Posted by Eliza, July 6th, 2015

IMG_2163If we are awake to these troubled times, filled with examples of humans’ inhumanity to humankind, we are shaken. We question human nature and, if we are people growing in spirit, our own natures. We look for ways to mend what is broken. We look for all the ways in which the tragic taking of lives DOES NOT tell the whole story, indeed CAN not.

Some people have gently questioned me about why we should care about animals when human beings suffer so, when human lives seem to mean so little and need so much. This is a very important question.

Volunteering at the reception desk of a local animal shelter, I am often witness to deep joy and unimaginable sorrow. People who come to adopt animals and leave with a new companion smile and receive the congratulations of the staff much like a newborn’s family leaving the hospital.

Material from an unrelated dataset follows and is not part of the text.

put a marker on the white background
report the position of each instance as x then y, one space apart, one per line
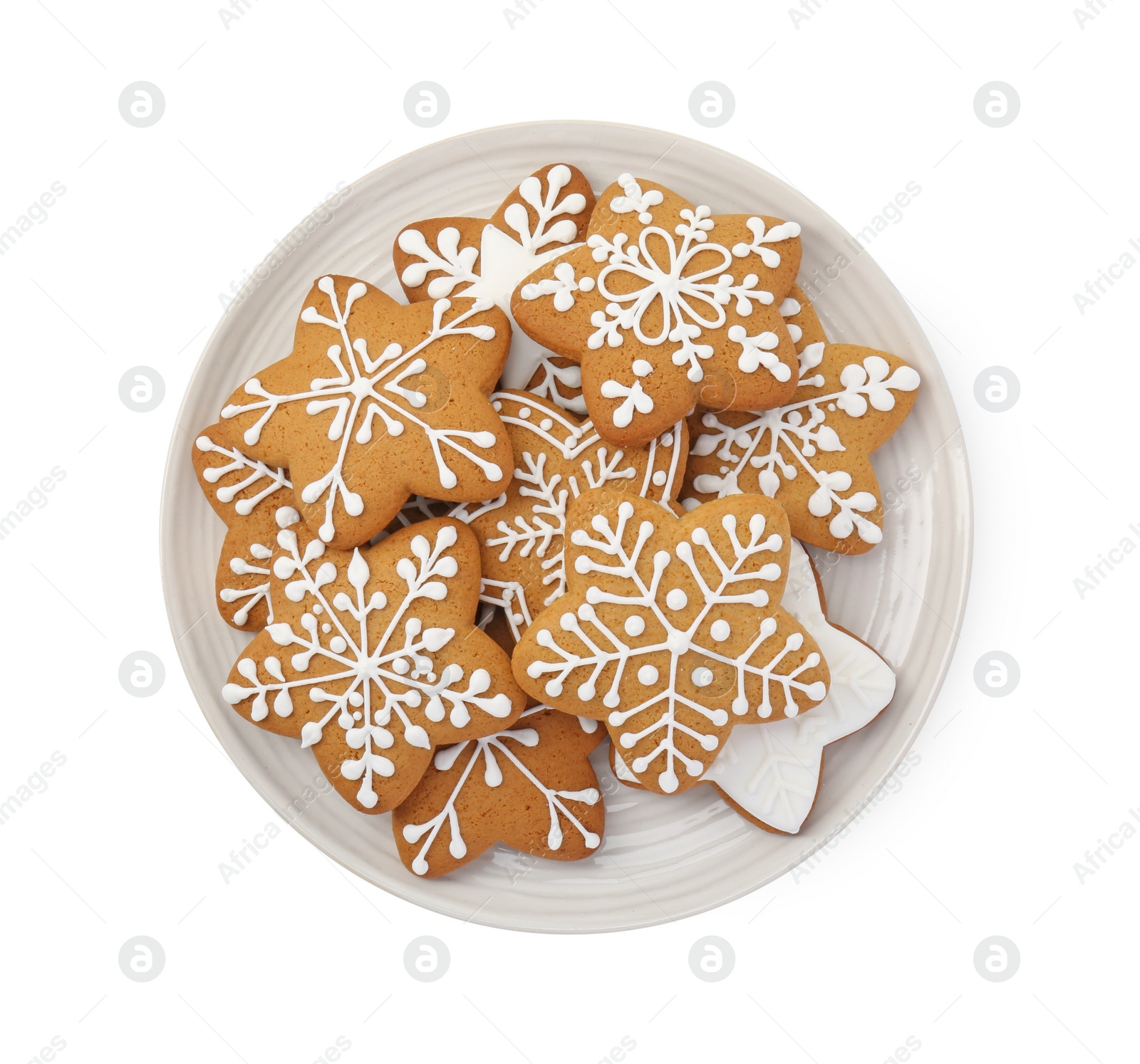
265 115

In another nearby room, too often people come to surrender beloved animal companions for a wide variety of reasons: illness or incapacity, moving, death of the owner, allergies. And all too often the reason is homelessness, poverty, or the lack of resources to take care of a medical condition. A few years ago, right after Veterans’ Day a tearful middle aged woman surrendered her two little dogs because she had lost her job and feared she would lose her home. She wanted to do the right thing for them. I later learned that she was a veteran.

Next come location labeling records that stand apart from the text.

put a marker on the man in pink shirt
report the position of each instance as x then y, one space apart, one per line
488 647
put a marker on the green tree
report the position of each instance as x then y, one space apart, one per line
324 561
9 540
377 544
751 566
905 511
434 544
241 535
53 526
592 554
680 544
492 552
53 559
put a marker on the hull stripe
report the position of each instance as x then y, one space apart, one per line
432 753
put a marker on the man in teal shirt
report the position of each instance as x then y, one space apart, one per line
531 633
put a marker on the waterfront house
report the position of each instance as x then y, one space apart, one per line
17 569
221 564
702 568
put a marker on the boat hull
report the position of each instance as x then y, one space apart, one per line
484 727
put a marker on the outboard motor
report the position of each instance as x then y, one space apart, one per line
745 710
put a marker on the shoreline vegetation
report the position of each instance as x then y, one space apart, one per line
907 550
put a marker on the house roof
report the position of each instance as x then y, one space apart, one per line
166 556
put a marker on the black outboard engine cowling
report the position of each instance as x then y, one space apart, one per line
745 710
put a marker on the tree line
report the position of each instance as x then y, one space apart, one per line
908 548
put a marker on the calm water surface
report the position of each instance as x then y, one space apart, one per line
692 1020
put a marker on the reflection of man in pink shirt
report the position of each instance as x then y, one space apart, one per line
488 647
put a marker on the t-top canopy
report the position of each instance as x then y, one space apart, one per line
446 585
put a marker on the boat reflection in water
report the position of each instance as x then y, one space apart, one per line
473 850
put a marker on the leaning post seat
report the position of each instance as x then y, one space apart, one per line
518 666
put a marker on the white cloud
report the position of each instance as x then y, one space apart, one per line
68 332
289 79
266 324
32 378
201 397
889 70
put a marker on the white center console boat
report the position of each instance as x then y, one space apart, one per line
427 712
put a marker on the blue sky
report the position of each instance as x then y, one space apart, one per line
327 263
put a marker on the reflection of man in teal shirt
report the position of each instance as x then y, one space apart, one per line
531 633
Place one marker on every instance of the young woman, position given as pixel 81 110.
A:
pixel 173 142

All our lives intertwine and matter greatly; that animals offer connection and comfort, emotional nurture and healing to ALL people, or should. One more sign that something’s gone terribly wrong in the way people have access to basic needs is that animal companions are fast becoming a privilege reserved for those who can afford them. Those with limited means struggle to feed, get medical care for, and – all too often these days – house their companion animals.

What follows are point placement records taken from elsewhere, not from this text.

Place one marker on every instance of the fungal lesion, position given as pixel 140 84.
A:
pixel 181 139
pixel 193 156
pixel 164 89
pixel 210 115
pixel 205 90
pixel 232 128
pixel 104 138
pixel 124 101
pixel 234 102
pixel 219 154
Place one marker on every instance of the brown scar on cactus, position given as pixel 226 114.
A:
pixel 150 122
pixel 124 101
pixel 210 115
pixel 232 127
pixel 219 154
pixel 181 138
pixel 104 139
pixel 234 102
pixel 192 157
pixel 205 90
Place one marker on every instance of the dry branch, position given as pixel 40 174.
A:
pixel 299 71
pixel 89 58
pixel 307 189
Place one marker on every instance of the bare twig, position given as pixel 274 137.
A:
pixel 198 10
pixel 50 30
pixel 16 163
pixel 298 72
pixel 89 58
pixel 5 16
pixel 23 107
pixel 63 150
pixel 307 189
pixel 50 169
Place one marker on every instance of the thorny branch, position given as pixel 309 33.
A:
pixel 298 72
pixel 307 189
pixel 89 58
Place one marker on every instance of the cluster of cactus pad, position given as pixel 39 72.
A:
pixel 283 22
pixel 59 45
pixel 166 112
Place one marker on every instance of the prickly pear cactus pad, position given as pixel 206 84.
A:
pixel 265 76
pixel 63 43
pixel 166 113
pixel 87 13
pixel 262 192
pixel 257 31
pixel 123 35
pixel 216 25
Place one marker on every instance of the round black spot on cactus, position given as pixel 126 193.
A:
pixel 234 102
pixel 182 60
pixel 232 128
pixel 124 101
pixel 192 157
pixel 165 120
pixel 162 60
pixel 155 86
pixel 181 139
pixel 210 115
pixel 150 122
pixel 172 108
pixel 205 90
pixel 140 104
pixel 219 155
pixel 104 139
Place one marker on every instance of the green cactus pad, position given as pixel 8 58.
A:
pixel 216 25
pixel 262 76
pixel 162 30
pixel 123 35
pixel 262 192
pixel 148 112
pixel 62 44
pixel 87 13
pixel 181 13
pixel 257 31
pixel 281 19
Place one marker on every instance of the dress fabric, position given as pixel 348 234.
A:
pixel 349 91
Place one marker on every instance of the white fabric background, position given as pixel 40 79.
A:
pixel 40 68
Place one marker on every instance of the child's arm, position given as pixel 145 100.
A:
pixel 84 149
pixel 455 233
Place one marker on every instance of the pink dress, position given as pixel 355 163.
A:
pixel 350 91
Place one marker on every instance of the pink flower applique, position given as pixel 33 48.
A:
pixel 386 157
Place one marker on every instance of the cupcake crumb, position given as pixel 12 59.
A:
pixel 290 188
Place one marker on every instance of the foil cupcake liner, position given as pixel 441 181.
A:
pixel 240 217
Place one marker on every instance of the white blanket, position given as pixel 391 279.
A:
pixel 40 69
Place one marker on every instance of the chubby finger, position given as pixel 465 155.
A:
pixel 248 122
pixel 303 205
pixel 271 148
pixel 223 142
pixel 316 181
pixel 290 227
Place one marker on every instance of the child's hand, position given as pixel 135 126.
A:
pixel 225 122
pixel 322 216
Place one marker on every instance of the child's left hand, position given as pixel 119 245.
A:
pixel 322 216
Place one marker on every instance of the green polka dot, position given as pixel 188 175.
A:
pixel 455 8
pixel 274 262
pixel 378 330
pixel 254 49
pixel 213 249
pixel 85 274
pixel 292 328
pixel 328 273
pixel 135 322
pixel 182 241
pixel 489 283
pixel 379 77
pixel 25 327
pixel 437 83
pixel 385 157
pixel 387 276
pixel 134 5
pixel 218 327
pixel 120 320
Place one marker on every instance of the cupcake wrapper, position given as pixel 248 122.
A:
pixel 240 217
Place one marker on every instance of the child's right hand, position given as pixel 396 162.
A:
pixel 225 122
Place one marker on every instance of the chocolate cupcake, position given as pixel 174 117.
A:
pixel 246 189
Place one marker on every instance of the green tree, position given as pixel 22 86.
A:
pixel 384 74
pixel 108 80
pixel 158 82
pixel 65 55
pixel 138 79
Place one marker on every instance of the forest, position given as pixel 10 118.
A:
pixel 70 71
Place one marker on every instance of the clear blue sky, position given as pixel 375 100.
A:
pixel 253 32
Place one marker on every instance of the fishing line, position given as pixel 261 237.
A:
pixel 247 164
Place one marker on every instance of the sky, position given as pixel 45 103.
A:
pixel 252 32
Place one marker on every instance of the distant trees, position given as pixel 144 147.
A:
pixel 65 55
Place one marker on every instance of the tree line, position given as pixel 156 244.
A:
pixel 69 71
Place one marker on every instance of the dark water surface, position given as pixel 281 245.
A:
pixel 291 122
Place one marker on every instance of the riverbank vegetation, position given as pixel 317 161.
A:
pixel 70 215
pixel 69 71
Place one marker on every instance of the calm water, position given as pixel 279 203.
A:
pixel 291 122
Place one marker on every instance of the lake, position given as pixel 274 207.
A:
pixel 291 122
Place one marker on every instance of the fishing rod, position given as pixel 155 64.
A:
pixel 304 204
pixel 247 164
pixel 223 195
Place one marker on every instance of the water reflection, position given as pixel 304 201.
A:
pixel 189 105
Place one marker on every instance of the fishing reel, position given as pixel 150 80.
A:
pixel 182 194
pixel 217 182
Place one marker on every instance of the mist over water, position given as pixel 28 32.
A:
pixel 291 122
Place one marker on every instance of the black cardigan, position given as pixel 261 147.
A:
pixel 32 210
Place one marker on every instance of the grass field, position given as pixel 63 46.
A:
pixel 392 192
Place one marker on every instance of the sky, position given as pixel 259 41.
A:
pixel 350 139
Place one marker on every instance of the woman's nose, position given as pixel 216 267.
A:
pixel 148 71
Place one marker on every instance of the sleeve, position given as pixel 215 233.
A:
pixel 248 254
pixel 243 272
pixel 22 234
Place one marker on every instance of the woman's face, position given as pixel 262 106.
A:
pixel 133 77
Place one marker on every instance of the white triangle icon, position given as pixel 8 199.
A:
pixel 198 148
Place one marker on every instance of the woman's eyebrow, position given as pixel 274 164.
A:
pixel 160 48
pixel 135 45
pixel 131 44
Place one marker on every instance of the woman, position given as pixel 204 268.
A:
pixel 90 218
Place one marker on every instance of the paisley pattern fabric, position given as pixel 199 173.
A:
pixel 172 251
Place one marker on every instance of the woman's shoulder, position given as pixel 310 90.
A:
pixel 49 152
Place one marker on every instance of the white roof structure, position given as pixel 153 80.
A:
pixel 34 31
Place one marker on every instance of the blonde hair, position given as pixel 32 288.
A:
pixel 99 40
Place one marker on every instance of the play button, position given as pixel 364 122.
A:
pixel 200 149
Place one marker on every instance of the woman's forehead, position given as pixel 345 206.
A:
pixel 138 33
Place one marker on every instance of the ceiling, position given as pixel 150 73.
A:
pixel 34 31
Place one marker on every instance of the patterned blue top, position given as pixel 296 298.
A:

The loss and the pain are mostly invisible, privately enacted in shelters across the city. We judge those who abandon their animal companions, and certainly some are irresponsible. Others suffer the shame that comes from not being able to give care to those they love. Compassion for their suffering calls us to act.

If you can, consider giving both human and cat and dog food to the your local food pantry this summer before you go on vacation. People experience food insecurity for their pets as well as for themselves. And you might consider donating to your local shelter to help cover their costs, including medical expenses.